I started this book ten months ago. TEN. And I loved the first half. It was tragic and poignant and unique, narrated by a voice I wanted to never stop reading. But then I...stopped. I got distracted by other things, more fast-paced, less mind-and-heart-heavy books. Cut to yesterday, when I officially decided to pick it up again and bang it out. GREATEST DECISION OF ALL TIME. This story has a mystical, ineffable finesse. So well executed, so well written. And this book gives you a rare feeling upon finishing it: I makes you feel whole.
In the remarkable, bizarre, and heart-wrenching summer before Cullen Witter's senior year of high school, everything he thinks he understands about his small and painfully dull Arkansas town vanishes. His cousin overdoses; his town becomes absurdly obsessed with the alleged reappearance of an extinct woodpecker; and, most troubling of all, his sensitive, gifted fifteen-year-old brother, Gabriel, suddenly and inexplicably disappears.

As Cullen navigates a summer of finding and losing love, holding his fragile family together, and muddling his way into adulthood, a young, disillusioned missionary in Africa searches for meaning wherever he can find it.

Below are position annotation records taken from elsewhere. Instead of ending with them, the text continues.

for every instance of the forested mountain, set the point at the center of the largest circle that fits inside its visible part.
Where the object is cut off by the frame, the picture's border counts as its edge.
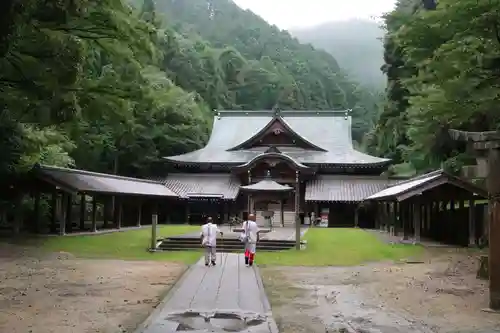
(108, 87)
(264, 67)
(442, 63)
(81, 83)
(356, 45)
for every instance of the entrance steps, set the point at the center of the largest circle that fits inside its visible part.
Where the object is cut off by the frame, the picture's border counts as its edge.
(288, 217)
(231, 244)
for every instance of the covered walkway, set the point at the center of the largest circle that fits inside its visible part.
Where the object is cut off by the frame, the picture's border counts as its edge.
(67, 200)
(226, 298)
(435, 206)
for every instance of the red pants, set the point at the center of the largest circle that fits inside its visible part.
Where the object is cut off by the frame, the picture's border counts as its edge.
(250, 256)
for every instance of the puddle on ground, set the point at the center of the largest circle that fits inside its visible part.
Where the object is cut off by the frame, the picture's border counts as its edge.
(215, 322)
(343, 309)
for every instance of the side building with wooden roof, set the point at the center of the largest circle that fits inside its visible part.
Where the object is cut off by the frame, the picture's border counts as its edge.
(309, 151)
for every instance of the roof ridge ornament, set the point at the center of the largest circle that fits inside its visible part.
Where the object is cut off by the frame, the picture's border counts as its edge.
(272, 149)
(347, 113)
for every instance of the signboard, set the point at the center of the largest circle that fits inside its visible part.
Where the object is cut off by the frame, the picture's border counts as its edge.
(323, 215)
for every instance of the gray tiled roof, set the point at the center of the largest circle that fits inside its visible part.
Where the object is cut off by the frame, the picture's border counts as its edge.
(329, 130)
(417, 185)
(209, 185)
(344, 188)
(266, 185)
(405, 186)
(93, 182)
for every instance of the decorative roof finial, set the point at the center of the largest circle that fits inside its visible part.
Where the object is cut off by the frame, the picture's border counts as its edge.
(347, 113)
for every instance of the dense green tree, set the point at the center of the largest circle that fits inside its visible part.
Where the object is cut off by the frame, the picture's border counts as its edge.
(442, 68)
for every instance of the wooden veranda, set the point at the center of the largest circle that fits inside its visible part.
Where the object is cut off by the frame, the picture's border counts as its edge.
(436, 206)
(68, 200)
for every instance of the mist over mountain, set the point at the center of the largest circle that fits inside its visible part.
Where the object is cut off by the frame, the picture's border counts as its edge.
(355, 44)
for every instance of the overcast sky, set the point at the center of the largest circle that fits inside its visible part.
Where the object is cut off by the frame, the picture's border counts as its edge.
(304, 13)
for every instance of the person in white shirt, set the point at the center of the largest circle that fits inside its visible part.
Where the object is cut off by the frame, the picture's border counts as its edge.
(250, 237)
(208, 237)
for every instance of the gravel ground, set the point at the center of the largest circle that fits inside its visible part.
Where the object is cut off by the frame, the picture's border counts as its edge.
(441, 294)
(58, 293)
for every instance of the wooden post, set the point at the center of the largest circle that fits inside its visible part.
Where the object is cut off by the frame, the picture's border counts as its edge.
(119, 212)
(139, 214)
(417, 215)
(249, 197)
(282, 212)
(53, 212)
(490, 142)
(154, 223)
(83, 208)
(493, 183)
(94, 214)
(105, 208)
(60, 213)
(297, 213)
(404, 219)
(472, 223)
(68, 213)
(37, 212)
(356, 216)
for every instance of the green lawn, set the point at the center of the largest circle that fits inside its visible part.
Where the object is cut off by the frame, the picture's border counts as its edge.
(128, 245)
(339, 247)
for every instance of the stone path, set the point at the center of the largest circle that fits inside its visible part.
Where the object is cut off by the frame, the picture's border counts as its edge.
(228, 297)
(278, 233)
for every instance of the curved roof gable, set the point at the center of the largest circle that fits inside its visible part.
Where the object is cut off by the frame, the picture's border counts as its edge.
(330, 131)
(276, 120)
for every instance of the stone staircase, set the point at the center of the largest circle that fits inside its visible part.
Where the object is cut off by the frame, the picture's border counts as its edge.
(289, 219)
(231, 244)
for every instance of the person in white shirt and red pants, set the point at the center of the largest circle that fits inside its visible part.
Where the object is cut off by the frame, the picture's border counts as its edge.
(208, 237)
(250, 237)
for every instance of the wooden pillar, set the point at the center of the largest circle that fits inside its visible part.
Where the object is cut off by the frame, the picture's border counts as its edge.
(105, 211)
(60, 214)
(297, 212)
(53, 212)
(282, 212)
(94, 213)
(249, 197)
(83, 209)
(404, 219)
(356, 216)
(417, 215)
(139, 214)
(472, 223)
(154, 223)
(394, 218)
(119, 212)
(18, 217)
(68, 210)
(36, 227)
(493, 184)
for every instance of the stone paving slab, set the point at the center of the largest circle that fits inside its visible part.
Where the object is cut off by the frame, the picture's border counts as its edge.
(228, 297)
(276, 234)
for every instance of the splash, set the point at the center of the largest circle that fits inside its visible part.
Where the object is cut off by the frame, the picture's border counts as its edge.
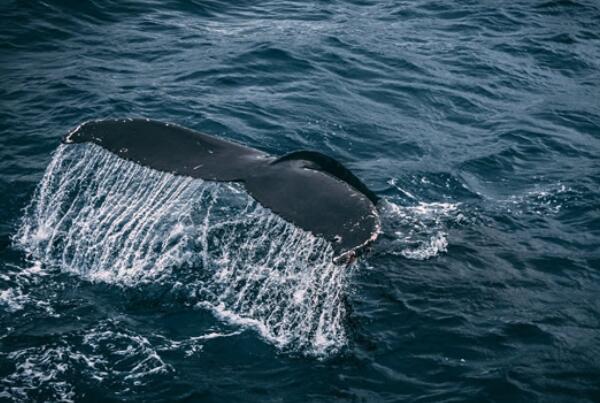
(418, 231)
(110, 220)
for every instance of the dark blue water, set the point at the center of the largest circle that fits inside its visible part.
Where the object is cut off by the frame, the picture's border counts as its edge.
(478, 123)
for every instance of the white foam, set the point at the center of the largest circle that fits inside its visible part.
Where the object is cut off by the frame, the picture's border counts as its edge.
(113, 221)
(418, 231)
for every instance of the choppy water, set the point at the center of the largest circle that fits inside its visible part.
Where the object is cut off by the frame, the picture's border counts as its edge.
(478, 123)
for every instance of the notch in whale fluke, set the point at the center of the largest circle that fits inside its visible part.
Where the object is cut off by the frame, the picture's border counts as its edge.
(309, 189)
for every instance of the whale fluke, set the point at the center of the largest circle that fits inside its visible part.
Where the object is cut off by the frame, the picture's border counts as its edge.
(307, 188)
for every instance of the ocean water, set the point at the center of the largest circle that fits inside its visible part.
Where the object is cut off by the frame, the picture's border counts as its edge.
(477, 123)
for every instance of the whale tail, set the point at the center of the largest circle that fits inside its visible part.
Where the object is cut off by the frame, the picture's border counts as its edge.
(306, 188)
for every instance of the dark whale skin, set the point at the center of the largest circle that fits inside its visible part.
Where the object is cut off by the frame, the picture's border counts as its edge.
(307, 188)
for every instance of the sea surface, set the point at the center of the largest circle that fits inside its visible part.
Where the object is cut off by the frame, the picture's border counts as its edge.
(476, 122)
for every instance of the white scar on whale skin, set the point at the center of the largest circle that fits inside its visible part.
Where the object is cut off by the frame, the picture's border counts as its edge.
(110, 220)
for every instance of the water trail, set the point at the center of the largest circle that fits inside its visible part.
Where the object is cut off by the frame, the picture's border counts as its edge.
(417, 231)
(114, 221)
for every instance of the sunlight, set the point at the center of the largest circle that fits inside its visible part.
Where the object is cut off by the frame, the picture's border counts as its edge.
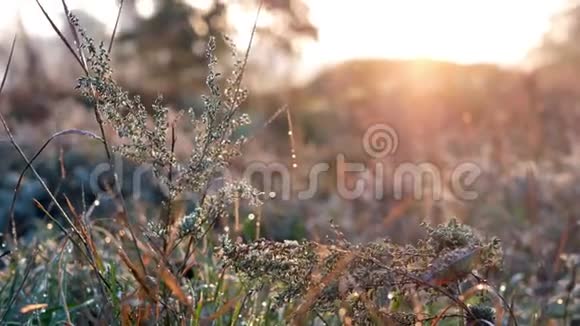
(453, 30)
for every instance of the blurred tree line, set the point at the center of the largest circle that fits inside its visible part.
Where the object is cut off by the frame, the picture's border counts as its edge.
(171, 42)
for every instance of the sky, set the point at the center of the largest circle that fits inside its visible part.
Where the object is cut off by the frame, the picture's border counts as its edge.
(463, 31)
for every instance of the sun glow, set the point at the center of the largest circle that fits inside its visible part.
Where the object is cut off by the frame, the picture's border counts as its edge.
(464, 31)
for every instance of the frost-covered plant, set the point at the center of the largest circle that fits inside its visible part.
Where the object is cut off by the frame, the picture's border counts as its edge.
(445, 258)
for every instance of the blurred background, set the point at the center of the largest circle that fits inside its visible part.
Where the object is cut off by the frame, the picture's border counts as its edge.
(490, 82)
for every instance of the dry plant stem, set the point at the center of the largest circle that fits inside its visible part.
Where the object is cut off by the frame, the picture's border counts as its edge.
(80, 58)
(38, 177)
(15, 295)
(61, 272)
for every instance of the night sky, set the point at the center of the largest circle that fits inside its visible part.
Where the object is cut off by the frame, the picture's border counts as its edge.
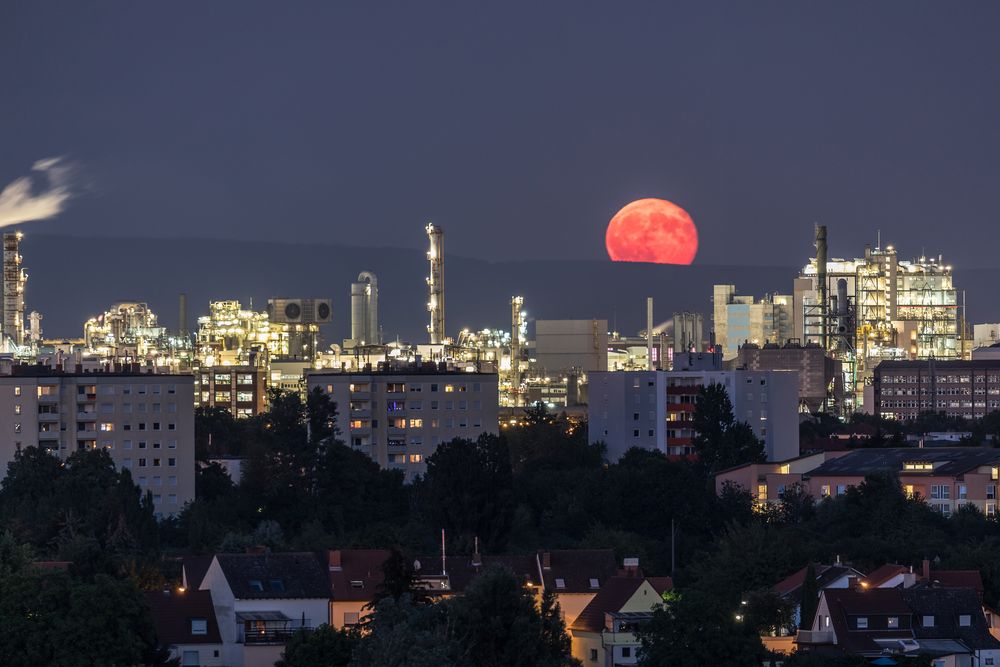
(520, 128)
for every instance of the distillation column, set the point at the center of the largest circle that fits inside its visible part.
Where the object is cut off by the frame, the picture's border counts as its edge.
(364, 310)
(435, 283)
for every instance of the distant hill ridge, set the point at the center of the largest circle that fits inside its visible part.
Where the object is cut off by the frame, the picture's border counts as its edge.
(73, 278)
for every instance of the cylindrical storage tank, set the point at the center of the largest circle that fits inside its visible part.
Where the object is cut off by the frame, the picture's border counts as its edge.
(359, 314)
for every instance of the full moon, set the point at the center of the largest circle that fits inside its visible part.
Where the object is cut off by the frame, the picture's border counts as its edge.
(652, 230)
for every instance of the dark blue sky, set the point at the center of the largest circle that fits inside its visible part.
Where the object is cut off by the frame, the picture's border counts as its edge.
(520, 128)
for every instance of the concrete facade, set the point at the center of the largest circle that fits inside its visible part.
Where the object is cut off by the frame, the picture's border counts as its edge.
(655, 409)
(144, 421)
(398, 417)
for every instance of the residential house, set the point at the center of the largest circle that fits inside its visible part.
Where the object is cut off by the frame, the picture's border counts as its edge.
(261, 600)
(604, 632)
(944, 624)
(185, 625)
(946, 477)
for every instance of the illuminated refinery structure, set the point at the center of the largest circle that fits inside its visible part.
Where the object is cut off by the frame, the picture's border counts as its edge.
(365, 328)
(877, 307)
(435, 284)
(128, 332)
(14, 279)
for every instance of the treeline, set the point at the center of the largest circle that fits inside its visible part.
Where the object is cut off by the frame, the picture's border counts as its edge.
(536, 485)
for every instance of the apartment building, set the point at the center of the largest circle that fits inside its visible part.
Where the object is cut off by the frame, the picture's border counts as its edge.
(946, 477)
(144, 421)
(399, 414)
(655, 409)
(242, 390)
(969, 389)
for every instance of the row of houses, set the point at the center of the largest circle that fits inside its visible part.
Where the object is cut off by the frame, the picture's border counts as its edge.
(239, 610)
(946, 477)
(891, 612)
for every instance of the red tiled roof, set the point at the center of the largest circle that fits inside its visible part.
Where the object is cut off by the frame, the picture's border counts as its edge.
(959, 579)
(576, 567)
(355, 574)
(884, 574)
(612, 597)
(172, 614)
(843, 602)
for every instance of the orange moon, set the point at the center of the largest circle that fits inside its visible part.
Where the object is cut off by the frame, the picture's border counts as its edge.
(652, 230)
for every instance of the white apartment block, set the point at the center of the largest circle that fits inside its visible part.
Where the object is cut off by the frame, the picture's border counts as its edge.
(655, 409)
(398, 417)
(144, 421)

And when those two stories collide, a surprising and harrowing climax emerges that is tinged with melancholy and regret, comedy and absurdity, and above all, hope.

Cullen's voice is remarkable and being inside of his head was unforgettably marvelous. He has a nonstop mind; one that is constantly overanalyzing, overthinking--unable to live in the moment. Because of that, he often separates himself from the world around him; removes himself from the overwhelming emotion. But it always catches up with him, and the loss of Gabriel is relentless pain and grief. He is lost without his brother there and he is lost with him there. He's a curious man and he doesn't not know what he wants from the world.

Cabot Searcy's story was so captivating. He wanted answers so badly that he went mad. He sabotaged the good things in his life to find meaning, when the meaning could have been in front of him the whole time. I think I would read a 900 page book about him and his downfall. Yet it was less than 100 pages from his POV and that is...phenomenal. It was so complete.

The best relationship in this novel is Cullen's relationship with Lucas. Their friendship is pure. That's the best way to describe it. No matter the situation, they are there for each other and let the other be theirself. There's no expectation, just inevitability.

But in the end, this story wasn't about people's relationships with one another. It was about the characters and their relationship with the world around them. With life. Cullen is trying to survive without his brother and the confusion of growing up and Cabot Searcy is trying to find how and why he was here on this earth and why he found Benton Sage's journal. Their stories involved relationships with other people, sure, but it was about more than that. It was about the world we live in.

There is an effortless about John Corey Whaley's writing that is so beautiful. He writes long sentences and long paragraphs filled with pure voice and emotion. It's captivating to say the least. I think the plot of this novel could have choked a lot of authors, but he wrote it with heart. Not endless prose and perfectly crafted metaphors; just honest voice. I cannot wait to dive into is other novels.

You need to read this novel. It elegantly crafts two plots into one beautiful journey. Also, it has one of my favorite covers. OF ALL TIME. Yeah. I like it that much. A minimalistic beauty.